Warning: This post deals with miscarriages and may be triggering for some readers.
For Survivor contestant Chrissy Zaremba, a single radio ad changed everything.
The 42-year-old teacher was driving home with her husband, Toby, after suffering her seventh miscarriage when a message came over the car speakers.
"I said to Toby, that's seven [miscarriages]... How many more of these can we pay for and mentally go through? How many more babies can I miscarry... And then an ad from 'Adoption Services Queensland' came on," Chrissy told Mamamia.
"It said if you're interested in looking into adoption then be in Brisbane and enlist in a program... And I just looked at Toby and said 'that's it, we're done, we're going to go do that'."
Watch: Meet Chrissy on Australian Survivor Blood V Water. Post continues below.
After seven IVF cycles, Chrissy said it felt like 'fate'.

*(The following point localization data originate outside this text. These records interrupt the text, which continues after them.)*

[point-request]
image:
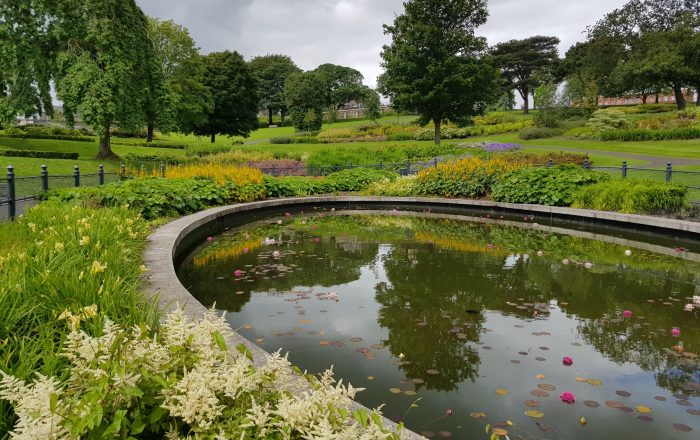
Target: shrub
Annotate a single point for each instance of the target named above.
(633, 196)
(39, 154)
(639, 135)
(554, 186)
(282, 140)
(471, 177)
(539, 133)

"All I wanted in my whole life (I was in childcare and then I became a teacher) was to be a mum, that's all I wanted to do, and these IVFs just kept saying no."
"I turned the radio off and we enlisted."
What followed was an "intensely detailed" process of adoption, involving psychological assessments, looking through medical backgrounds and waiting on a shortlist.
But for Chrissy, who's competing on Survivor with her brother-in-law an ex NRL plater Michael 'Croc' Crocker, the most challenging part of the adoption process was "putting your life in their hands".
"We can't control anything, they choose the kids, they choose the best family. I think the biggest fear is just how long it's going to take because lots of people wait for years."
Then the phone call came.
"They rang up and said 'Hi Chrissy, is Toby with you? Are you sitting down?'" she recalled.
"When you get that phone call and it says adoption services, you know that phone call means something's happening."
Chrissy said the day the couple were able to bring their first daughter home was simply "surreal".
"I remember driving into our house on the Sunshine Coast and we put her to bed, and we just sat at the crib and starred at her with my mum all night. We didn't even leave the room, we were just like, 'wait are they going to take her off us?' what if they gave us the wrong child'. The most stupid theories go into your head."